Cross-border advantage

photo credit: Europe via photopin (license)
photo credit: Europe via photopin (license)

Limburg’s long-term goal is to become well known as a cross-border province. Connect Limburg, the organisation responsible for implementing brand strategy for the Dutch province, has the important task of making sure that all stakeholders are engaged with the strategy and willing to support it as it unfolds.

Having widespread buy-in is vital for success, because a good place branding strategy depends largely on having all stakeholders of the place working together towards the defined goals. Local business people play an important part in this. But it’s not always easy to get them on board.

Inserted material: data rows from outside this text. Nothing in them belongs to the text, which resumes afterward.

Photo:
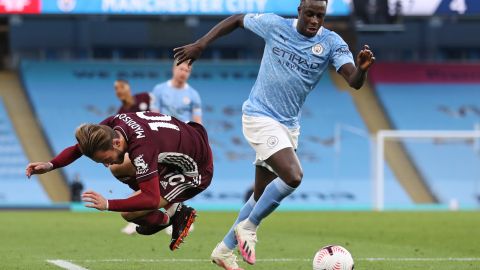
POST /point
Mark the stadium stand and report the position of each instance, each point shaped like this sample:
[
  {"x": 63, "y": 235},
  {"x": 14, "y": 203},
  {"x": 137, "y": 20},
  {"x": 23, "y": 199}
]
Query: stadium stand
[
  {"x": 12, "y": 168},
  {"x": 440, "y": 97}
]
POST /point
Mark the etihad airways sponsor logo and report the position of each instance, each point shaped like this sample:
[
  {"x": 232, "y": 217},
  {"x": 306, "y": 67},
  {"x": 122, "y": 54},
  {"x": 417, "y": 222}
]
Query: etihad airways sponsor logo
[
  {"x": 184, "y": 6},
  {"x": 132, "y": 124},
  {"x": 295, "y": 62}
]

Robert Govers, who worked on the Limburg strategy, said: “Most of the time private sector players find it very hard to understand how this [place brand] helps them to improve their business.

“In their day-to-day jobs they are mainly focused on selling products or services to consumers. They say things like ‘borders are irrelevant for us, how can they help us to sell our products?’”

This could present a significant challenge for Limburg. Nevertheless, some of the province’s most important firms are already convinced. When I visited Limburg in April, I spoke with two prominent local businessmen who support the cross-border mentality and actively leverage it in their business approach.

The first person I met was Jo Cox, director of Smurfit Kappa Roermond Papier, part of the Smurfit Kappa Group. The Limburg-based mill is one of the largest in Europe and boasts strong output growth and performance. The Smurfit Kappa group prides itself on its sustainable approach to manufacturing and the Roermond Papier mill, managed by Cox, recently won an award for Bio Strategy of the Year.

Cox said: “For a big business like this, it’s important that we have no variations in currency. Also, Germany is a very strong economy, as we all know, and so we can take the opportunities it offers. All markets are accessible from here. We deliver to France, the UK, Poland, and so on. We also have good water connections, not just motorways. Our transportation costs are low. We’re the best in class regarding transport costs, because of our superb location.”

“There are 26 million people within a small radius of here [Roermond] so that’s very important. But it’s also extremely important that we have the right work ethos. We have really good people in this area. At the end of the day, it’s all about the motivation of the people,” he continued.

Paper manufacturing is not the only industry that can benefit from a cross-border location. It makes sense that Limburg’s unique geography would be highly beneficial to a company specialising in international transportation and logistics.

Seacon Logistics is headquartered in the Limburgian town and logistical hotspot of Venlo, where it has been operating since 1985. It is now the biggest company in North Limburg.

The company has a presence in over 75 countries and uses a multi-modal approach including land, rail and sea transportation methods. Seacon Logistics understands the power of leveraging the cross-border mentality, and in doing so has become closely aligned with the wider goals of Connect Limburg.

Corné Geerts, Seacon Logistics managing director, said: “From a logistics perspective, it’s very important to have close cooperation with Germany. Germany has the perfect rail infrastructure, going deep into the hinterland of Europe.”

“Obviously it’s hard for Limburg to compete with Amsterdam, where a lot of companies settle, because it has very good international connections. I don’t think it’s feasible yet for anywhere in Limburg to compete with an international city like Amsterdam,” he continued.

“But looking one step ahead, because real estate prices are so much lower here, Limburg could become an attractive alternative for internationals, not just the Dutch. Amsterdam is so congested and expensive. Often people just want to live somewhere calm and quiet,” said Geerts.